Galiñanes M, Argano V, Hearse D J
Department of Cardiovascular Research, Rayne Institute, St Thomas' Hospital, London, UK.
Circulation. 1995 Nov 1;92(9 Suppl):II389-94. doi: 10.1161/01.cir.92.9.389.
Ischemic preconditioning is a potent protective intervention that is effective in all species studied. We have previously shown it to be as effective as cardioplegia; however, we have also shown that their combined use does not afford greater protection than the use of either alone. In the present study we investigated whether coincident ischemic preconditioning could compensate for inadequate cardioplegic protection when the delivery of cardioplegia was impaired, such as occurs in the presence of severe coronary stenosis or occlusion.
Isolated rat hearts were subjected to 30 minutes of global ischemia followed by 40 minutes of reperfusion. Four groups of hearts (n = 12 per group) were studied: group 1, controls (no intervention); group 2, cardioplegia administered to hearts with a proximally occluded coronary artery; group 3, ischemic preconditioning applied before ischemia; and group 4, ischemic preconditioning and cardioplegia given in combination to hearts with a proximally occluded coronary artery. The postischemic recovery of left ventricular (LV) developed pressure (LVDP), expressed as a percentage of preischemic values, was significantly greater (P < .05) in preconditioned hearts (64 +/- 3%) than in control hearts (24 +/- 4%) or hearts treated with suboptimal cardioplegia (43 +/- 5%). Hearts with preconditioning plus cardioplegia recovered to an extent similar to that seen with preconditioning alone (59 +/- 2%). LV end-diastolic pressure was greater in control hearts (58 +/- 4 mm Hg) than in hearts with cardioplegia (41 +/- 4 mm Hg; P < .05 versus group 1) despite the incomplete delivery of the cardioplegia; the best protection was observed in preconditioned hearts and hearts with preconditioning plus cardioplegia (24 +/- 1 and 26 +/- 2 mm Hg, respectively; P < .05 versus groups 1 and 2).
When the delivery of cardioplegia was impaired, myocardial protection (postischemic LVDP) was better served by ischemic preconditioning. Under the same conditions, the combination of cardioplegia plus preconditioning afforded superior protection compared with cardioplegia alone. These results may be of clinical interest since most patients who undergo surgery for ischemic heart disease suffer from severe coronary artery lesions that can prevent the adequate delivery of cardioplegia.

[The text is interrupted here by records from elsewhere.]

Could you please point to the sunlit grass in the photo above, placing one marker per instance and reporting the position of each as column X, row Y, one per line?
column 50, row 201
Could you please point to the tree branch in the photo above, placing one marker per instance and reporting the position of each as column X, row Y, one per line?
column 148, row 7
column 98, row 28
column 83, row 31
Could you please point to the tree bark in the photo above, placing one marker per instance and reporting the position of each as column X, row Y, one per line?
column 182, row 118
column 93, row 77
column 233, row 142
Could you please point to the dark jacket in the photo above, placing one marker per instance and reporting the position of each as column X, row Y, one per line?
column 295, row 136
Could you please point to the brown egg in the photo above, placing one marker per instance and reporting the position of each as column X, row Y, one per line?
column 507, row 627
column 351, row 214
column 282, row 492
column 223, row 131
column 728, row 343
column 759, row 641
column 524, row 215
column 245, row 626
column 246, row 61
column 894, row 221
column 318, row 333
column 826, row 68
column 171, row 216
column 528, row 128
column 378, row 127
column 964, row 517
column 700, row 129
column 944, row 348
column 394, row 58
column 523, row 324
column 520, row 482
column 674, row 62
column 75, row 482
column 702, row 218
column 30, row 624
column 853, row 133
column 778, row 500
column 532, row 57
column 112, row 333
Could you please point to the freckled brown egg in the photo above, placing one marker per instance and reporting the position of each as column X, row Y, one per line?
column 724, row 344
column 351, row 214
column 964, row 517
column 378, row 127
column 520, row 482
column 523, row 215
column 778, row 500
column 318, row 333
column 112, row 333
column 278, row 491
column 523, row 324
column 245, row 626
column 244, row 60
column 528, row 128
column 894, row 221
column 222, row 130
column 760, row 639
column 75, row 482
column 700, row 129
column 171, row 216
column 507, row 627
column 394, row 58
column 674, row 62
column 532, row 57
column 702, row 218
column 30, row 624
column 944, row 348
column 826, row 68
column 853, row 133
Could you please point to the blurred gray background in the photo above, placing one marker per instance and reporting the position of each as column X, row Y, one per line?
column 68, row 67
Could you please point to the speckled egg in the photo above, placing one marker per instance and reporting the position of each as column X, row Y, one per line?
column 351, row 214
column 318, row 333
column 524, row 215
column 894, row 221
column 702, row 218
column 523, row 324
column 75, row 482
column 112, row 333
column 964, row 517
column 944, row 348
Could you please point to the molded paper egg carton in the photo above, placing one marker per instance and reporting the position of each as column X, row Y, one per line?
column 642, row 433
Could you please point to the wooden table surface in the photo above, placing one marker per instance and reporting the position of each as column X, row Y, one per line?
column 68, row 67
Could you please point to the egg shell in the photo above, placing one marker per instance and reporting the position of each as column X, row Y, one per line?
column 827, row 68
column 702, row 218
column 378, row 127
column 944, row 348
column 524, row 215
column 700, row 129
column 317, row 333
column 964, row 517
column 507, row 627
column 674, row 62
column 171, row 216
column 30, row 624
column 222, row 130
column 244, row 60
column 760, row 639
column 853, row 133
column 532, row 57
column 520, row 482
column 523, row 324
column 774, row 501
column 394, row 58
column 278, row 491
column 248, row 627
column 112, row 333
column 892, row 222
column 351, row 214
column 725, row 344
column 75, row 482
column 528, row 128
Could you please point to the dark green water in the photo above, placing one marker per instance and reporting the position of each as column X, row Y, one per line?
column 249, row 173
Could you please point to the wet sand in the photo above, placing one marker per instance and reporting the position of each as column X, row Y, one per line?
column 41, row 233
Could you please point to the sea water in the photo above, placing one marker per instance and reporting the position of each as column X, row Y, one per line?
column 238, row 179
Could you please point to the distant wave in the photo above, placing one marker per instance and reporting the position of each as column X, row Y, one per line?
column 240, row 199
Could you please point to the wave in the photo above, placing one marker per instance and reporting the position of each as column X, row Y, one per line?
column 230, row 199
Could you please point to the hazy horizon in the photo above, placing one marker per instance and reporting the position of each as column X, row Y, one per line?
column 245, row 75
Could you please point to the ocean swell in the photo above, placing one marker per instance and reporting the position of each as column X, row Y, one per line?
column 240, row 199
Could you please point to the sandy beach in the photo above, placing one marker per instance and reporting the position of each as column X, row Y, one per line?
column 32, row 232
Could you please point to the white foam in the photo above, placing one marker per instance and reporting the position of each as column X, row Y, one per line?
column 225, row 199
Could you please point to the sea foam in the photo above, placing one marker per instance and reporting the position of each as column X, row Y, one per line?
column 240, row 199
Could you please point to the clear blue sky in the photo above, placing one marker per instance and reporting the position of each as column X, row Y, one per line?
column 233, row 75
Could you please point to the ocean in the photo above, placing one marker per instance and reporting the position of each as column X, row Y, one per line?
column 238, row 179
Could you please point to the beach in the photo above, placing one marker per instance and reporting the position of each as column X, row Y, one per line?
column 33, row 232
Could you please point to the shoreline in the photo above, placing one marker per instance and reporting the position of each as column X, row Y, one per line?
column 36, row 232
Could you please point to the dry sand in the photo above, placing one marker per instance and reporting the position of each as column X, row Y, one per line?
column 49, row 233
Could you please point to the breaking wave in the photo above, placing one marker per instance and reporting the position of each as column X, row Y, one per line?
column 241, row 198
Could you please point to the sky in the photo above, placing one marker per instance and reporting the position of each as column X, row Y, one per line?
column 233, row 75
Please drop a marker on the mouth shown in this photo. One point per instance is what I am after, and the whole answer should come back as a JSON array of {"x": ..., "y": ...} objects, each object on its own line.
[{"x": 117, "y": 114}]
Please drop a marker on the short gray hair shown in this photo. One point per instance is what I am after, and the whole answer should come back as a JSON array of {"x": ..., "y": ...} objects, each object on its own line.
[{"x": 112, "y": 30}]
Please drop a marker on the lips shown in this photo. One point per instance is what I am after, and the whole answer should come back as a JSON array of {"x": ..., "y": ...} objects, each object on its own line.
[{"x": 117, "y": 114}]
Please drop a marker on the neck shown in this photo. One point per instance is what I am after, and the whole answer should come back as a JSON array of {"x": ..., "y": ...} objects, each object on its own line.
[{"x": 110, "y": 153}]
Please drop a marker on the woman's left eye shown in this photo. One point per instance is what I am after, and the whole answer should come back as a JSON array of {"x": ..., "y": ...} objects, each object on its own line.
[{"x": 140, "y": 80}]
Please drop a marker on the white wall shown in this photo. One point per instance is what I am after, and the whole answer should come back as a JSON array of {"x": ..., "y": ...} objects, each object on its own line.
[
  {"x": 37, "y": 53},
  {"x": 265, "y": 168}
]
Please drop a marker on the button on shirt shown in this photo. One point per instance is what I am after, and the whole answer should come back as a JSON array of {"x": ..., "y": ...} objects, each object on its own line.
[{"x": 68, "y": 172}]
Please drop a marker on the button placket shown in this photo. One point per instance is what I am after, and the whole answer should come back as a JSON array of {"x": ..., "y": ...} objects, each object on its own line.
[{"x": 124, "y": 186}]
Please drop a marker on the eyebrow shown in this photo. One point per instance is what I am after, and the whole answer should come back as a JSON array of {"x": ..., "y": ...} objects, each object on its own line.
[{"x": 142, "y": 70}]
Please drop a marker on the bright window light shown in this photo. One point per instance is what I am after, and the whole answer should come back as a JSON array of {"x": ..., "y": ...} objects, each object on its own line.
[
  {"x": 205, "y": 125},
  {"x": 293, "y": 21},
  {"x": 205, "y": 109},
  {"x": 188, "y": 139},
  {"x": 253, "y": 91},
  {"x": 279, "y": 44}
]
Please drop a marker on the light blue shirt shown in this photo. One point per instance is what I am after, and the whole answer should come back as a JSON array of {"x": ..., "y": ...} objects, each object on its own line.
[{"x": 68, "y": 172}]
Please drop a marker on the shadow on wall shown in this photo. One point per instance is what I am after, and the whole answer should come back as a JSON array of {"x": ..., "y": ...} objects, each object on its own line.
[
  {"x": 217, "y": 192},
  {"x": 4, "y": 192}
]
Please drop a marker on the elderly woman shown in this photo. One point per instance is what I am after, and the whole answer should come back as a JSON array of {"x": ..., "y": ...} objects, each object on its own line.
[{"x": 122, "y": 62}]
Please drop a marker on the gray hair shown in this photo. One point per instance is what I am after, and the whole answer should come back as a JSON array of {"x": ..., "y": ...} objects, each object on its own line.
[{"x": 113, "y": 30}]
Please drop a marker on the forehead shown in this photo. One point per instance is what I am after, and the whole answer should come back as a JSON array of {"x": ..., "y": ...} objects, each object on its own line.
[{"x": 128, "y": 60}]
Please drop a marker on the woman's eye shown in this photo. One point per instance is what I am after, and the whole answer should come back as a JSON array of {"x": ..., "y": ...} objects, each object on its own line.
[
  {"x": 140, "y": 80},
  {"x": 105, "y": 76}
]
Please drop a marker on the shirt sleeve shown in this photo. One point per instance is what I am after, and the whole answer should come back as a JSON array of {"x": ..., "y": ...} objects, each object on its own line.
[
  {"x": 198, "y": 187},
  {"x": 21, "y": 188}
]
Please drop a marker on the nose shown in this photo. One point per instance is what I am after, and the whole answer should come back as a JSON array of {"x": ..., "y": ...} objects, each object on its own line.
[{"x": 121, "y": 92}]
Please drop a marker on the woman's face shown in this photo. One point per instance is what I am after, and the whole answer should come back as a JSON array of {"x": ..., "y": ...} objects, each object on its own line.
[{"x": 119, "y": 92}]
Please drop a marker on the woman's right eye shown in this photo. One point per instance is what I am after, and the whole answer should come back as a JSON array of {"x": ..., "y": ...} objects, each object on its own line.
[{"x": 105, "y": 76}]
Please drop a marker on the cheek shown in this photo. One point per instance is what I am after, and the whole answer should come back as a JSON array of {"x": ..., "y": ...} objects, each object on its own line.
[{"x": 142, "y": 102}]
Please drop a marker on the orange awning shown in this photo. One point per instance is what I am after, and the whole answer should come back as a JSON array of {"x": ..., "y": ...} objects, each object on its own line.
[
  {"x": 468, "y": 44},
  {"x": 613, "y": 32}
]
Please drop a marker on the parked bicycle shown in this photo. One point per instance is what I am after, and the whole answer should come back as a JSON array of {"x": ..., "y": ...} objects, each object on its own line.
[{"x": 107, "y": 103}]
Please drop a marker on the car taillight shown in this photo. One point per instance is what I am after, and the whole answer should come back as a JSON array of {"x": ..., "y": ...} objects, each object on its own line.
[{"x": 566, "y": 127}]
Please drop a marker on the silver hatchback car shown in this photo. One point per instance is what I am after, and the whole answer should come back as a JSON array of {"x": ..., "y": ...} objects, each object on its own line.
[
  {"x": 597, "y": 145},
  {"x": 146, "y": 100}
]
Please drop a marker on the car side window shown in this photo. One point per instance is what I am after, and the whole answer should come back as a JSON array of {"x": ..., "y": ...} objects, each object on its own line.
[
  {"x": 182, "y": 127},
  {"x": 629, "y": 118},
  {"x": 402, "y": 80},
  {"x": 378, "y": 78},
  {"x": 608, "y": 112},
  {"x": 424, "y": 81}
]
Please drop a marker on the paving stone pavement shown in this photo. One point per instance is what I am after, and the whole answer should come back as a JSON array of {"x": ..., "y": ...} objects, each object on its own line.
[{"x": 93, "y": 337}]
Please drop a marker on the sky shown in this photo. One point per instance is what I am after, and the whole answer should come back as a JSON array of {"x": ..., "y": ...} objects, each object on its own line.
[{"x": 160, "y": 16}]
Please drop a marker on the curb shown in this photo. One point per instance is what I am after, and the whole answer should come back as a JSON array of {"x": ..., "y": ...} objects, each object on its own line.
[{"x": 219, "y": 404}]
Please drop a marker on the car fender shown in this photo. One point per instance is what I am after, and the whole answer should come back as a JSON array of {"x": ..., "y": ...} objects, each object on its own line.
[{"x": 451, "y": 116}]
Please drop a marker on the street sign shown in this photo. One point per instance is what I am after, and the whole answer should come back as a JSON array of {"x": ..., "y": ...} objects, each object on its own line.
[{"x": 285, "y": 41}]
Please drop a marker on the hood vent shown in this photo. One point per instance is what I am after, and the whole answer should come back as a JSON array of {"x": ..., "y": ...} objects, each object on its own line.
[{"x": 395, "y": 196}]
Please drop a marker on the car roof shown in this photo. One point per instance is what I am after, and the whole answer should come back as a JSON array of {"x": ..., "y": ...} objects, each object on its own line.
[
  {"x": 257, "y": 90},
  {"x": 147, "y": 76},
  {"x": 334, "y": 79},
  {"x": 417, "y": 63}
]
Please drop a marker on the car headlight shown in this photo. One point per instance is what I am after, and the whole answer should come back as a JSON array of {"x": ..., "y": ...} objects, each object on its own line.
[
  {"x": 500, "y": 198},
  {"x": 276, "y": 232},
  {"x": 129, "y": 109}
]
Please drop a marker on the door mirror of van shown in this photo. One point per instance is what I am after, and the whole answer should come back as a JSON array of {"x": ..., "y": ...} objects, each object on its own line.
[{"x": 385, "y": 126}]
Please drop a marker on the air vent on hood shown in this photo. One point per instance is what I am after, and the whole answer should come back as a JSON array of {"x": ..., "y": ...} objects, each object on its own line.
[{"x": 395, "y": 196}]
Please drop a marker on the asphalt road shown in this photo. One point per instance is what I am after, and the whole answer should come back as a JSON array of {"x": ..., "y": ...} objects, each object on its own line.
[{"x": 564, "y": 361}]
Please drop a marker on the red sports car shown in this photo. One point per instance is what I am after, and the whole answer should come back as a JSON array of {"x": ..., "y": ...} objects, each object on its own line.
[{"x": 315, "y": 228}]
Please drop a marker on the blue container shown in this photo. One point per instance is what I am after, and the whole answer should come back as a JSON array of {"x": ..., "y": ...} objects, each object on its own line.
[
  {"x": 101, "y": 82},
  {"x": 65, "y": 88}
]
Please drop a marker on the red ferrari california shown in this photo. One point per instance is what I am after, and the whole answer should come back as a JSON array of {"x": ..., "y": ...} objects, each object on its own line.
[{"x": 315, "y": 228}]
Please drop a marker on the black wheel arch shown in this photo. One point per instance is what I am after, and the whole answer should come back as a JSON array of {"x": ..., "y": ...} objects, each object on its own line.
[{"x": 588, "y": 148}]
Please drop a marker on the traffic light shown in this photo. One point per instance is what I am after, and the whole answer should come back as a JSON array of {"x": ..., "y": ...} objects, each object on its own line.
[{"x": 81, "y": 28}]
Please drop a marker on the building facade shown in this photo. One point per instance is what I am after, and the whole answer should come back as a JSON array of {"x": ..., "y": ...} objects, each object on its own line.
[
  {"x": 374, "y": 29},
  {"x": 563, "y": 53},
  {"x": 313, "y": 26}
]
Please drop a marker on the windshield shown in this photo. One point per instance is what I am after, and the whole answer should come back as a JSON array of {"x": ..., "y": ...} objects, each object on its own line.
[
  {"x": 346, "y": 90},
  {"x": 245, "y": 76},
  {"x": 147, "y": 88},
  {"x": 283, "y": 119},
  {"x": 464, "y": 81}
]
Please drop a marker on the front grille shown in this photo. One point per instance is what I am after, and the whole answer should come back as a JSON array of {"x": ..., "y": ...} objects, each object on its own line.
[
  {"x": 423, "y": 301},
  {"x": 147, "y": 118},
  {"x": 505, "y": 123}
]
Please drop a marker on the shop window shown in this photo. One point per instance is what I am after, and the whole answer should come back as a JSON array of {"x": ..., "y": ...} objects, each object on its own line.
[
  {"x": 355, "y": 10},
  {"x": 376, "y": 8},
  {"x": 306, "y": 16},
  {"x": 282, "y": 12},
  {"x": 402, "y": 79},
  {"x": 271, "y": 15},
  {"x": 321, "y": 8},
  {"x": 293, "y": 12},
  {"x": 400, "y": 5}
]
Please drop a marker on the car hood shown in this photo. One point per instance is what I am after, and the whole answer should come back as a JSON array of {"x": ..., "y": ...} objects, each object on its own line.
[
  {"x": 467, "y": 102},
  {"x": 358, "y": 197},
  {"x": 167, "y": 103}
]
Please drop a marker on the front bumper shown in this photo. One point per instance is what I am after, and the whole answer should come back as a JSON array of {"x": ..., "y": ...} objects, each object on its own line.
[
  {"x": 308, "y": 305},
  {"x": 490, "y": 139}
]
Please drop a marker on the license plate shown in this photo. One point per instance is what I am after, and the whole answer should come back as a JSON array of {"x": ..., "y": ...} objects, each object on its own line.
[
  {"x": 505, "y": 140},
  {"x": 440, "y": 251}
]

缺血预处理是一种有效的保护性干预措施,在所有研究的物种中均有效。我们之前已证明它与心脏停搏液效果相当;然而,我们也表明,联合使用它们并不比单独使用其中任何一种提供更大的保护。在本研究中,我们调查了在心脏停搏液输送受损时,如在严重冠状动脉狭窄或闭塞的情况下,同时进行缺血预处理是否能弥补心脏停搏液保护不足的问题。
将离体大鼠心脏进行30分钟的全心缺血,随后再灌注40分钟。研究了四组心脏(每组n = 12):第1组,对照组(未干预);第2组,向冠状动脉近端闭塞的心脏给予心脏停搏液;第3组,在缺血前进行缺血预处理;第4组,向冠状动脉近端闭塞的心脏联合给予缺血预处理和心脏停搏液。以缺血前值的百分比表示的左心室(LV)舒张末压(LVDP)的缺血后恢复情况,预处理组心脏(64±3%)显著高于对照组心脏(24±4%)或接受次优心脏停搏液治疗的心脏(43±5%)(P <.05)。预处理加心脏停搏液的心脏恢复程度与单独预处理相似(59±2%)。尽管心脏停搏液输送不完全,但对照组心脏的LV舒张末压(58±4 mmHg)高于心脏停搏液组心脏(41±4 mmHg;与第1组相比,P <.05);在预处理组心脏和预处理加心脏停搏液组心脏中观察到最佳保护效果(分别为24±1和26±2 mmHg;与第1组和第2组相比,P <.05)。
当心脏停搏液输送受损时,缺血预处理能更好地保护心肌(缺血后LVDP)。在相同条件下,与单独使用心脏停搏液相比,心脏停搏液加预处理的联合应用提供了更好的保护。这些结果可能具有临床意义,因为大多数接受缺血性心脏病手术的患者患有严重冠状动脉病变,这可能会妨碍心脏停搏液的充分输送。